No dia em que os presidentes e demais integrantes do Legislativo e do Judiciário lamentaram publicamente a consolidação do Brasil na macabra segunda colocação de morte pela Covid, o presidente da República ficou mudo, preferindo divulgar um vídeo em homenagem aos policiais do Distrito Federal e de Goiás, que, armados e equipados para invadir o Iraque, dez dias após o início da operação, ainda não conseguiram capturar um único psicopata. Craque na dissimulação, Bolsonaro optou pela bajulação aos bem-intencionados PMs, esquecendo deliberadamente de 500 mil mortos. Nenhuma palavra de conforto aos familiares. Não precisou.

Tão eloquente como o som de uma bateria de escola de samba no desfile da vitória, o silêncio do capitão só não foi ouvido pelos mocos por conveniência e pelos consumidores de cloroquina. No entanto, para a maioria ecoou desde o Palácio do Planalto como a certeza do dever negacionista cumprido.
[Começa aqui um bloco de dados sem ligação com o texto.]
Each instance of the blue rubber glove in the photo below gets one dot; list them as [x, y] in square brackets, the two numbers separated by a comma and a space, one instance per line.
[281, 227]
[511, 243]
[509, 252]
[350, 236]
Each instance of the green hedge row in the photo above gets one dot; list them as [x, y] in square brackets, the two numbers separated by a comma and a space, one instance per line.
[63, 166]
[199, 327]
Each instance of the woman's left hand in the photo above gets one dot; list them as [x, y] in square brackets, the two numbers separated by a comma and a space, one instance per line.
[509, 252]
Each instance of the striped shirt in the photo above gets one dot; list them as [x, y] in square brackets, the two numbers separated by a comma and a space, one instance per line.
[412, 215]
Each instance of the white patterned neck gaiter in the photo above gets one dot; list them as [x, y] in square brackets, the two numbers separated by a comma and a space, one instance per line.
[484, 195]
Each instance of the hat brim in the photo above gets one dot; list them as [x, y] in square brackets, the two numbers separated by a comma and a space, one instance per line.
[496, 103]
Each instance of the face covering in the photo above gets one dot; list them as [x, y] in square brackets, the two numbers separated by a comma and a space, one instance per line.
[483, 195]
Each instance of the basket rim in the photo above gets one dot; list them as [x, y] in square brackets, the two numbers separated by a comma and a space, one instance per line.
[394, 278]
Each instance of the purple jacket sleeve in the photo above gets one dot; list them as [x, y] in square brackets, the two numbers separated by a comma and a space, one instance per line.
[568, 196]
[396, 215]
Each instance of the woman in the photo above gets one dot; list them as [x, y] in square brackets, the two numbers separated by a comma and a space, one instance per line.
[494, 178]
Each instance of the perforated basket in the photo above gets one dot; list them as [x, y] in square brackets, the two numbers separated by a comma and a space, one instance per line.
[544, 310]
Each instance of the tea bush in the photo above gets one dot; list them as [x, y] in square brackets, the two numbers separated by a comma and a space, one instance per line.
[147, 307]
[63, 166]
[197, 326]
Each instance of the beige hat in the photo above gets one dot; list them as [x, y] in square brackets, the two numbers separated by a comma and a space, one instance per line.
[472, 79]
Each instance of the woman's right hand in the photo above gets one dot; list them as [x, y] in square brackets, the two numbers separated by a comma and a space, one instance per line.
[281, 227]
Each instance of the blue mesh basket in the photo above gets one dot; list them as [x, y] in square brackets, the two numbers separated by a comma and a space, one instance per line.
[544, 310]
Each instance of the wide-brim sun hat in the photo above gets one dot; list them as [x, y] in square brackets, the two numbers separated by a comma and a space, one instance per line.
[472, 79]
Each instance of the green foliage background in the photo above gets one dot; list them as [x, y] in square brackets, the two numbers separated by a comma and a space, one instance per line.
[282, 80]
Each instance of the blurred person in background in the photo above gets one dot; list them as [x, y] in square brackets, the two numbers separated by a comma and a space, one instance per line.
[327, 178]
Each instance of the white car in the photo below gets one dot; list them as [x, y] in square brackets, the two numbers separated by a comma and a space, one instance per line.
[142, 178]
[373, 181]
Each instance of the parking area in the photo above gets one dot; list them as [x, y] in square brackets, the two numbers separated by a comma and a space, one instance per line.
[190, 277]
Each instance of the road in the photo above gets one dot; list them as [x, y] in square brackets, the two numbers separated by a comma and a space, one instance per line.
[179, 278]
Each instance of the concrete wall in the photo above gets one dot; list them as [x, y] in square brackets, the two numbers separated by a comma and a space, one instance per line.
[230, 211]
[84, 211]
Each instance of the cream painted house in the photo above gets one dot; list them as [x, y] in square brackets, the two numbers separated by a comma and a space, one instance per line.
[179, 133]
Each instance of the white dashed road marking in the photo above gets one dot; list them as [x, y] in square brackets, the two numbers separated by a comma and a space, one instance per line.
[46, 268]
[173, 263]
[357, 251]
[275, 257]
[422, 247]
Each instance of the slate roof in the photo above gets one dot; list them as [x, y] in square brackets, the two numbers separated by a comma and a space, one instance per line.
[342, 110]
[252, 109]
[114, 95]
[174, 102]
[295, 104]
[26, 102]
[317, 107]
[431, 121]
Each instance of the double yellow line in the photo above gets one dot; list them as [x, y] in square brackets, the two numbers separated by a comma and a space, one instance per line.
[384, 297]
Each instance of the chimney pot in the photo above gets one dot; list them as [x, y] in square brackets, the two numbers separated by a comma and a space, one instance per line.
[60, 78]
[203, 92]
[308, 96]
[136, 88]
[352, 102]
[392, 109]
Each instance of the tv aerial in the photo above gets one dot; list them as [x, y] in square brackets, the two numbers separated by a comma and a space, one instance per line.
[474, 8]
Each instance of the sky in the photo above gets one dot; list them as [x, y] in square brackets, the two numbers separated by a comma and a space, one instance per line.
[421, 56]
Silêncio insensato, mas revelador. Objetivando tapar o sol com a peneira e confundir o eleitorado, a Casa Civil do general Luiz Eduardo Ramos divulgou um balanço pífio e mentiroso dos 900 dias da gestão do presidente. A intenção era ofuscar as manifestações a favor do impeachment e contra as políticas sanitária, econômica, ambiental e indigenista do governo. A verdade é que a vontade de mudar do expressivo volume de pessoas nas ruas, praças e avenidas apavorou as autoridades palacianas.

Além de incluir programas da administração Lula – o Bolsa Atleta -, os dados destacaram a preservação de vidas, a retomada da economia e o envio de mais de 110 milhões de doses de vacinas anticovid a todos os estados brasileiros. Divulgado como sucesso de gestão, o tal balanço deve estar se referindo a outro país. Só para exemplificar, será que preservar vidas é insistir com remédios que estimulam mortes? Felizmente, o Brasil e seu povo são maiores do que os presidentes. Uns vão, outros vêm. Não há sucesso possível de esconder meio milhão de cadáveres. No mínimo, o timing do documento da Casa Civil é curioso. Até para apoiadores pareceu demais bater bumbo e rogar luz aos orixás exatamente no dia em que a contabilidade da vida totalizou 500 mil novas almas para assombrar ainda o assombroso inferno astral do capitão. Hoje já são 502 mil fantasmas na cambaleante corrida eleitoreira do presidente.